Data is just data. However, there is a lot you can do with a targeted search once you know what you're looking for.

Comment Re:ostensibly for sorting purposes (Score 1) 66

Whether all the pictures are also retained is a completely different story. 10 years ago, I'd have said, "No; too expensive." But storage costs have plummeted, so nowadays, maybe so.

They've been doing it for well over 10 years:

cite:
http://www.nytimes.com/2013/08...

Relevant quote:

Last month, The New York Times reported on the practice, which is called the Mail Isolation and Tracking system. The program was created by the Postal Service after the anthrax attacks in late 2001 killed five people, including two postal workers.

Comment ostensibly for sorting purposes (Score 4, Insightful) 66

Well, it is for sorting purposes. (They've got massive machines running Linux doing OCR which replaced manual sorting, and that requires... taking pictures of the mail.)

Whether all the pictures are also retained is a completely different story. 10 years ago, I'd have said, "No; too expensive." But storage costs have plummeted, so nowadays, maybe so.

Comment Re:Seems to be OK all around then (Score 1) 616

Your choice to not vaccinate, you get to pay.
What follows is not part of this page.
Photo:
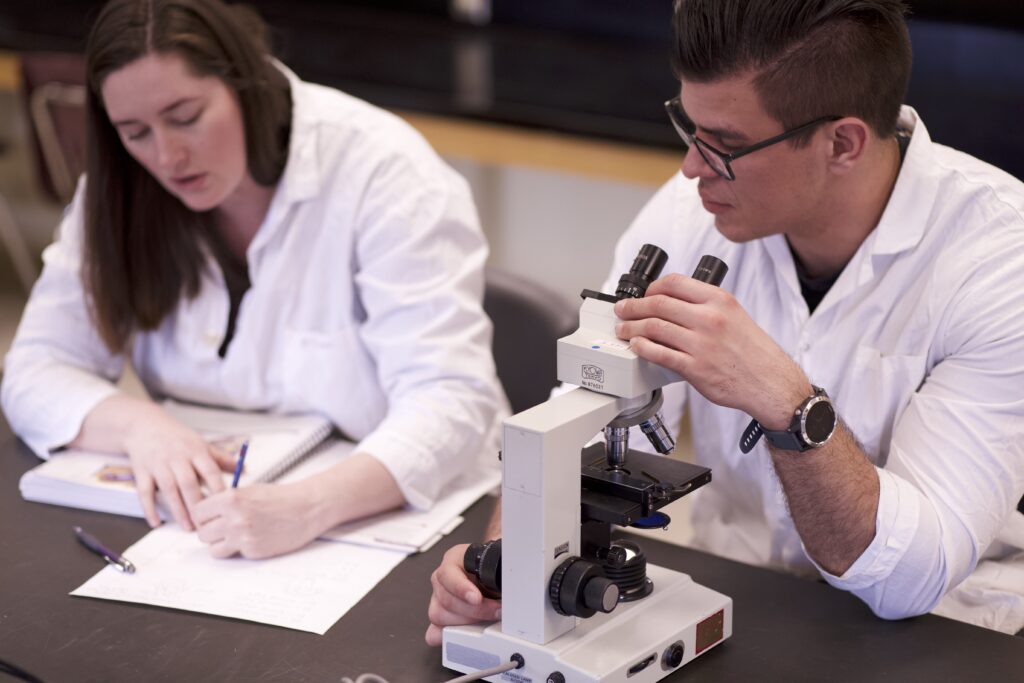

And that's why there's opposition from people. Anti-vaxxers are dumb as shit, but they have rights. If they're paying for schools (through taxes) then they get a say in how the schools operate.

No taxation without representation.

If I live in State A and own property in State B, I cannot vote in elections in both states. That is taxation without representation as well - assuming I pay taxes in both states (property or income). How is this any different? Plus they can still run for school board, go to district meetings open to the public, and participate in the PTA.

Comment Re:Seems to be OK all around then (Score 1) 616

That is fine, then give me the money that would otherwise be given to the school so I can pay for another option.

School vouchers fixes this problem instantly. Give us that option and you'll have no problems.

Is your school voucher program going to give me back the money I have paid in taxes for things like welfare, unemployment, medicaid, school districts, universities, medical research, and other programs I am not taking advantage of at the present moment? No? Oh, that's right, sometimes we pay taxes for things that don't benefit us directly because it makes society a better place.